9月29日(火) 天気:快晴
昨日の平ヶ岳とは打って変って、快晴だ。今日から1泊2日で尾瀬に入る。2018年初夏は、至仏山から尾瀬ヶ原を抜け、燧ヶ岳、会津駒まで縦走した、花めぐりの旅だったが、今回は、草紅葉と紅葉を堪能しながら、2本ある古道にアプローチ。未踏の尾瀬沼南岸道や三条ノ滝、裏燧の林道をトレースして、のんびり燧ヶ岳をぐるっと周回するつもりだ。小屋泊まりだけだった前回の反省もあって、新コロナ騒動とは関係なく、見晴野営場で久しぶりに天泊もすることにした。
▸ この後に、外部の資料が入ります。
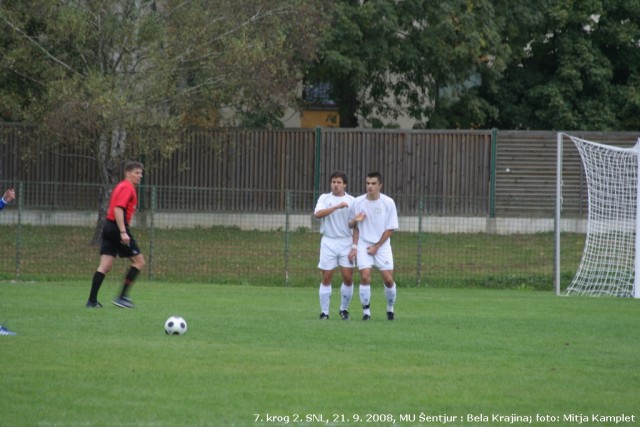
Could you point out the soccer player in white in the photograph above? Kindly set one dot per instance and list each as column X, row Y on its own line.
column 337, row 240
column 374, row 218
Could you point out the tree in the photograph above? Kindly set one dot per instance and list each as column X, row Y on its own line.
column 112, row 74
column 419, row 58
column 580, row 69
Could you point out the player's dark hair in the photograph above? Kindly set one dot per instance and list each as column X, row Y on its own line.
column 377, row 175
column 339, row 174
column 131, row 165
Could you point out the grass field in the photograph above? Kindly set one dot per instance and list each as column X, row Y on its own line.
column 258, row 356
column 227, row 255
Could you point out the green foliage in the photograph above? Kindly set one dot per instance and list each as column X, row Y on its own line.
column 580, row 72
column 256, row 351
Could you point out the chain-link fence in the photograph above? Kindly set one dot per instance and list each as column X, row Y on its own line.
column 53, row 241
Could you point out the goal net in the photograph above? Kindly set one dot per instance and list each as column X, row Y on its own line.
column 609, row 262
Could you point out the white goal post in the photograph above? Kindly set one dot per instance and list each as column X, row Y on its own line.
column 610, row 263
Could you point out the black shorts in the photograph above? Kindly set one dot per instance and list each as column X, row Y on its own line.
column 112, row 245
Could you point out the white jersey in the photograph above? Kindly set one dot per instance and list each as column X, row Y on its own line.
column 337, row 223
column 381, row 215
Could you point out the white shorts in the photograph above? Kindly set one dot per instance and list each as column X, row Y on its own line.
column 335, row 252
column 382, row 260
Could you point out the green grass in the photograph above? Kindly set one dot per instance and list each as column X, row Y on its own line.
column 252, row 351
column 225, row 255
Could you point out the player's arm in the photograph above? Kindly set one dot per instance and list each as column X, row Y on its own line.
column 118, row 212
column 321, row 213
column 385, row 236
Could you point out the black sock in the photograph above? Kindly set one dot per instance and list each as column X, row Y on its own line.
column 131, row 277
column 95, row 286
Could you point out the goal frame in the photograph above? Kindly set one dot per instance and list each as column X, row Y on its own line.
column 560, row 138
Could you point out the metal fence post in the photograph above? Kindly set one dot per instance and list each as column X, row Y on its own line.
column 20, row 197
column 419, row 260
column 494, row 158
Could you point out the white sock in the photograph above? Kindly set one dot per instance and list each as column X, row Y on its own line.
column 346, row 293
column 365, row 298
column 390, row 295
column 325, row 298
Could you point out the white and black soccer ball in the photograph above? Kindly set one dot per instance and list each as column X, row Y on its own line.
column 175, row 325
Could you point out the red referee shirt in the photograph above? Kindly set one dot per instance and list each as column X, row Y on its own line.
column 123, row 196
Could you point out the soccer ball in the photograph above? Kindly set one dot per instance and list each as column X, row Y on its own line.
column 175, row 325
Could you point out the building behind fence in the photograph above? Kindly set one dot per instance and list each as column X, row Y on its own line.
column 225, row 194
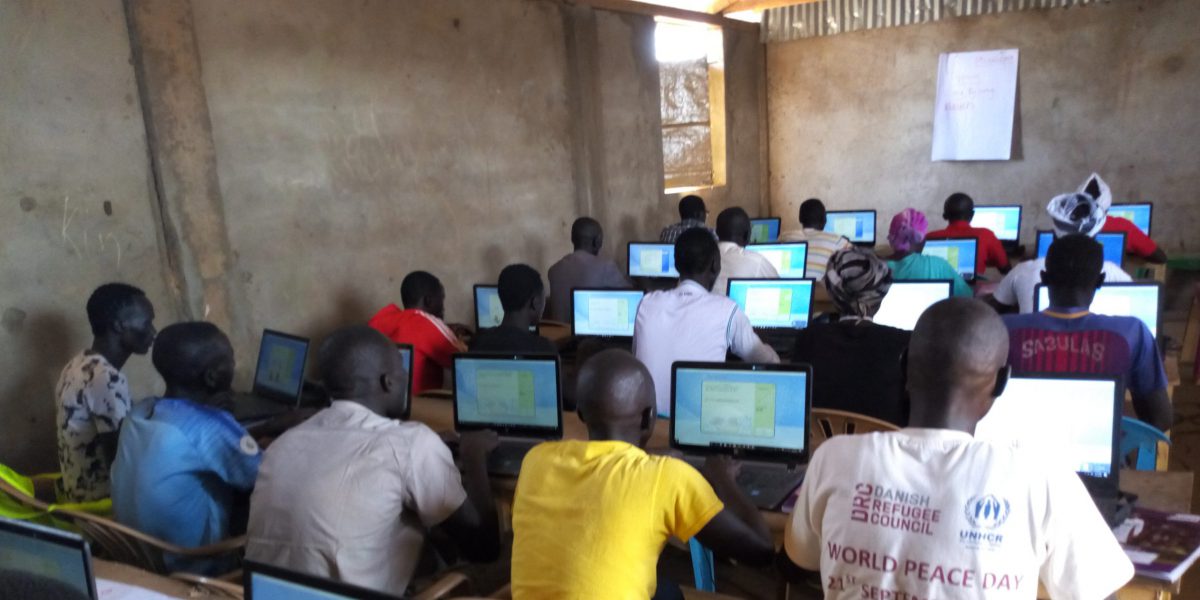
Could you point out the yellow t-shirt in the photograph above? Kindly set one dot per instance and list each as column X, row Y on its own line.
column 589, row 519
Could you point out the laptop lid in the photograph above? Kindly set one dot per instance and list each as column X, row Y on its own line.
column 960, row 252
column 748, row 411
column 774, row 304
column 279, row 373
column 652, row 259
column 787, row 258
column 1143, row 300
column 605, row 312
column 1073, row 420
column 907, row 300
column 1005, row 221
column 47, row 552
column 1139, row 213
column 763, row 231
column 857, row 226
column 510, row 394
column 267, row 582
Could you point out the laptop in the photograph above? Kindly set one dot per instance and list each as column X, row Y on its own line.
column 1073, row 420
column 605, row 312
column 652, row 259
column 1005, row 221
column 787, row 258
column 763, row 231
column 960, row 252
column 489, row 310
column 47, row 552
column 907, row 300
column 857, row 226
column 1113, row 244
column 1139, row 213
column 279, row 377
column 755, row 413
column 1127, row 299
column 267, row 582
column 516, row 395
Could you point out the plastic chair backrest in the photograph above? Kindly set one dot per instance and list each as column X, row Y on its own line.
column 1141, row 439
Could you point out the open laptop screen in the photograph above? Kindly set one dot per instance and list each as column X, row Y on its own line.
column 1002, row 221
column 763, row 231
column 280, row 370
column 789, row 258
column 772, row 304
column 509, row 394
column 906, row 300
column 652, row 259
column 47, row 552
column 857, row 226
column 959, row 252
column 605, row 312
column 1071, row 420
column 1138, row 299
column 741, row 408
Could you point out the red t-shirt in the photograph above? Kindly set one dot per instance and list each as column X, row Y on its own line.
column 433, row 343
column 1137, row 243
column 989, row 251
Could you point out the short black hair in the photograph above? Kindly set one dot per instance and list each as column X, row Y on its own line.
column 695, row 251
column 183, row 352
column 417, row 286
column 107, row 303
column 691, row 207
column 813, row 213
column 519, row 283
column 1075, row 262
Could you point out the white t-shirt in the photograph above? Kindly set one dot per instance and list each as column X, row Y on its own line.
column 924, row 514
column 348, row 495
column 738, row 263
column 1017, row 288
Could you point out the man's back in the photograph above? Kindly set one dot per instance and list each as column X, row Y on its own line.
column 589, row 519
column 348, row 495
column 894, row 526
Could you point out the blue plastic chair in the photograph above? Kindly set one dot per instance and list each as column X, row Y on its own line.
column 1143, row 438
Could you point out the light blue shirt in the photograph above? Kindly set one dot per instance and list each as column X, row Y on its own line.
column 178, row 468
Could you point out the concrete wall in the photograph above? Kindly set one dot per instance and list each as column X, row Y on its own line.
column 1108, row 88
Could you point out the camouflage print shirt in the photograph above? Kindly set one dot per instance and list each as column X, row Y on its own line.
column 93, row 399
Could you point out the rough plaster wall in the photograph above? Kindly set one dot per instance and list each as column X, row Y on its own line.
column 359, row 142
column 71, row 141
column 1108, row 88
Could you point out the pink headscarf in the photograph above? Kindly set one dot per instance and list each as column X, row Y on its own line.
column 907, row 231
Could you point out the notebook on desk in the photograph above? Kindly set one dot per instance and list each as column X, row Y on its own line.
column 755, row 413
column 516, row 395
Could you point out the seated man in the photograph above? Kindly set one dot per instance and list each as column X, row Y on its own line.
column 93, row 394
column 351, row 493
column 184, row 466
column 420, row 324
column 1073, row 213
column 889, row 515
column 582, row 269
column 907, row 239
column 523, row 298
column 958, row 211
column 857, row 363
column 690, row 322
column 691, row 216
column 589, row 519
column 733, row 231
column 1068, row 339
column 821, row 244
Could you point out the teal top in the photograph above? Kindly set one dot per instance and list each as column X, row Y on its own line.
column 921, row 267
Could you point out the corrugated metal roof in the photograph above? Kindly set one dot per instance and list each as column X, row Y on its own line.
column 832, row 17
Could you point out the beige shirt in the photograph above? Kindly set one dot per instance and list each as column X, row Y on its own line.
column 348, row 495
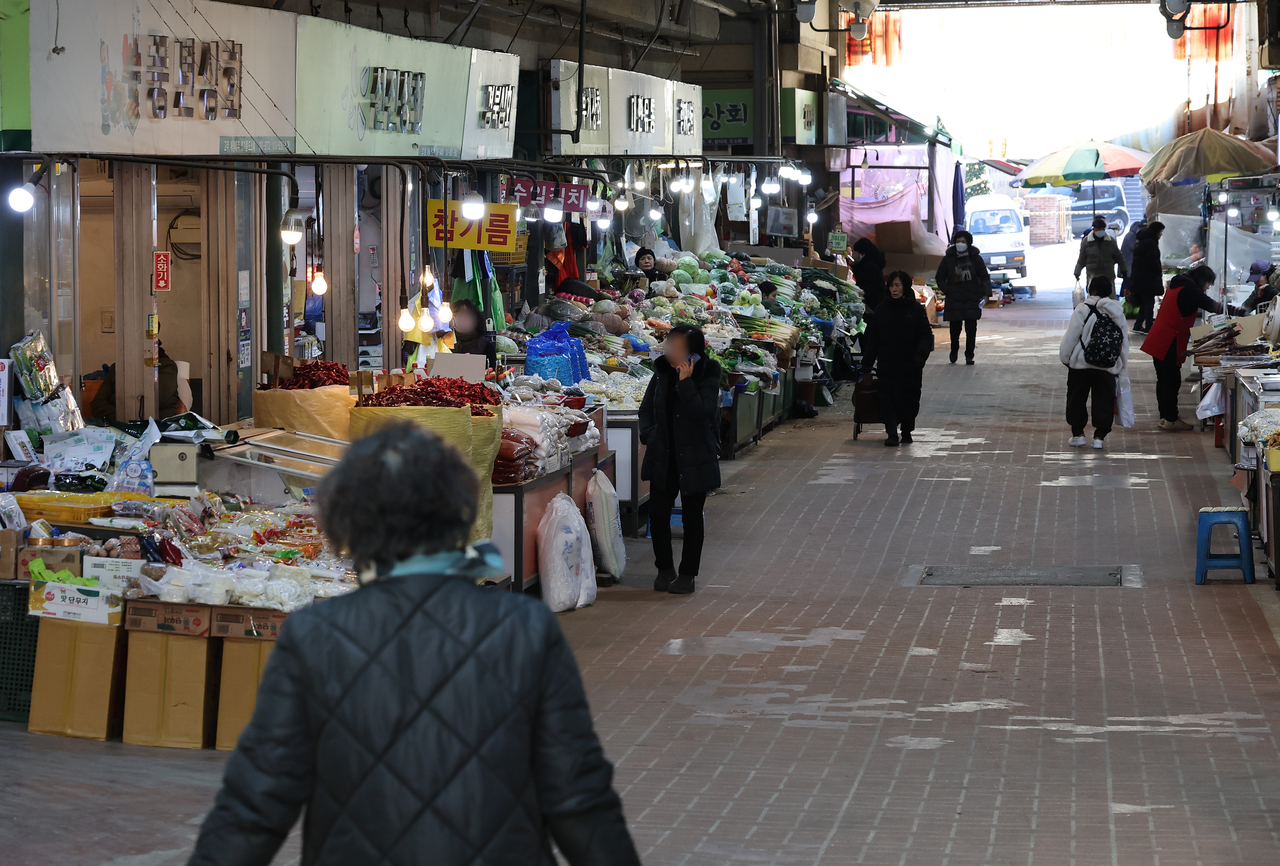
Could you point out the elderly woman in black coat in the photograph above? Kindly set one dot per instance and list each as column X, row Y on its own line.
column 679, row 424
column 897, row 342
column 965, row 284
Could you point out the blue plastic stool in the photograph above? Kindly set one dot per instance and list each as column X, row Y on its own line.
column 1205, row 560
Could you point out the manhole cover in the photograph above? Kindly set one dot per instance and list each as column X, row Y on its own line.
column 1024, row 576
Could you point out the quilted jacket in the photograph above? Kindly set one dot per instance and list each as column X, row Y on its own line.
column 420, row 719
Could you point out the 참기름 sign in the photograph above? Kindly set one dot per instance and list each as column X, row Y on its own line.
column 494, row 232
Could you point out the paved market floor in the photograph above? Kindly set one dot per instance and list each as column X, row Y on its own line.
column 807, row 706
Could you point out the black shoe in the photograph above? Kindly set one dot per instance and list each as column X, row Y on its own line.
column 682, row 585
column 666, row 577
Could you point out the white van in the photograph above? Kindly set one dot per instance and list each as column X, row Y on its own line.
column 1001, row 230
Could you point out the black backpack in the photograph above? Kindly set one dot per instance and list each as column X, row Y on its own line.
column 1105, row 342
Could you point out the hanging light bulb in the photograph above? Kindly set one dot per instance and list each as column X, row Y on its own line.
column 472, row 206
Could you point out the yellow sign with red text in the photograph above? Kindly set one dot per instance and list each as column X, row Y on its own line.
column 494, row 232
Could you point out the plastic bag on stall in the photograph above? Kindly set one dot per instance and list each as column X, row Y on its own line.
column 1124, row 403
column 1214, row 402
column 565, row 559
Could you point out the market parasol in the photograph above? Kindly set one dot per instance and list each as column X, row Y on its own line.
column 1092, row 160
column 1206, row 155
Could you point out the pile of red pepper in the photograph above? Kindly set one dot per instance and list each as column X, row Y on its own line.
column 437, row 392
column 318, row 374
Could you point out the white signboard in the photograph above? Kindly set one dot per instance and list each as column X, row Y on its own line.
column 362, row 92
column 489, row 122
column 179, row 77
column 640, row 113
column 686, row 119
column 594, row 134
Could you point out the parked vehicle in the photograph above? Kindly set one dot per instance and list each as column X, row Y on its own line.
column 1001, row 230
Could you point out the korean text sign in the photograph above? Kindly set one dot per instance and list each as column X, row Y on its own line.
column 494, row 232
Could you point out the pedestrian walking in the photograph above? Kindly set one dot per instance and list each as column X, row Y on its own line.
column 420, row 718
column 896, row 344
column 1146, row 280
column 1171, row 333
column 679, row 424
column 869, row 271
column 965, row 285
column 1096, row 351
column 1100, row 256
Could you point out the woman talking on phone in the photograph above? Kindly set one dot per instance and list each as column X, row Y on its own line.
column 679, row 424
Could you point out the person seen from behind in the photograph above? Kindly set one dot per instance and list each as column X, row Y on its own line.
column 679, row 425
column 1146, row 280
column 1170, row 335
column 1100, row 256
column 420, row 718
column 965, row 285
column 868, row 271
column 897, row 343
column 1095, row 337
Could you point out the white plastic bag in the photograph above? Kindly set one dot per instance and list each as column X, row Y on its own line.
column 1214, row 402
column 606, row 525
column 1124, row 403
column 565, row 555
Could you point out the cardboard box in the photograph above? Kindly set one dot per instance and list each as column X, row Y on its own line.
column 81, row 604
column 168, row 618
column 248, row 623
column 243, row 663
column 55, row 559
column 894, row 237
column 170, row 693
column 10, row 543
column 112, row 573
column 78, row 683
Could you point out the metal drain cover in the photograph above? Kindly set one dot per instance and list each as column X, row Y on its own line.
column 1023, row 576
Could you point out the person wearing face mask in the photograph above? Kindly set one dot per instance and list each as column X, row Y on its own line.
column 1100, row 256
column 679, row 425
column 869, row 273
column 965, row 284
column 897, row 342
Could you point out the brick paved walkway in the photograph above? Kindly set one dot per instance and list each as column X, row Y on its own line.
column 807, row 708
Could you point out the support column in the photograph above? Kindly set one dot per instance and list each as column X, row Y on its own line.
column 136, row 390
column 341, row 303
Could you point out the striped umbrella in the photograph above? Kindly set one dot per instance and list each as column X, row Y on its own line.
column 1093, row 160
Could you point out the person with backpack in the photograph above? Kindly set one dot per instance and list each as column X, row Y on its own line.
column 897, row 342
column 1096, row 351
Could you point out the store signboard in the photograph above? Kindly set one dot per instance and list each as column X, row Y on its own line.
column 727, row 117
column 494, row 232
column 640, row 113
column 594, row 133
column 489, row 122
column 799, row 117
column 190, row 78
column 368, row 94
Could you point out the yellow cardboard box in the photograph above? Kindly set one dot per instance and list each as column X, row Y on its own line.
column 170, row 695
column 243, row 661
column 78, row 682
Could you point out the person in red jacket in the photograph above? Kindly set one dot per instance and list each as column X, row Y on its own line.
column 1171, row 333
午前7時、だだっ広い七入無料駐車場の片隅に車を置いて出発。第一日目の今日は、いにしえの会津と上野の交易路、会津沼田街道を辿って沼山峠に出、大江湿原、尾瀬沼南岸道を沼尻へ抜けて、白砂峠から見晴の野営場に泊る、コースタイム8時間ほど、地図上の距離約18kmを踏破するプランだ。七入の標高が1,080m、最高点の沼山峠で1,784m、沼や南岸道は1,600m台なので、最初こそ登りだが、後は平坦、距離は長くても十分行けるだろうと踏んでいた。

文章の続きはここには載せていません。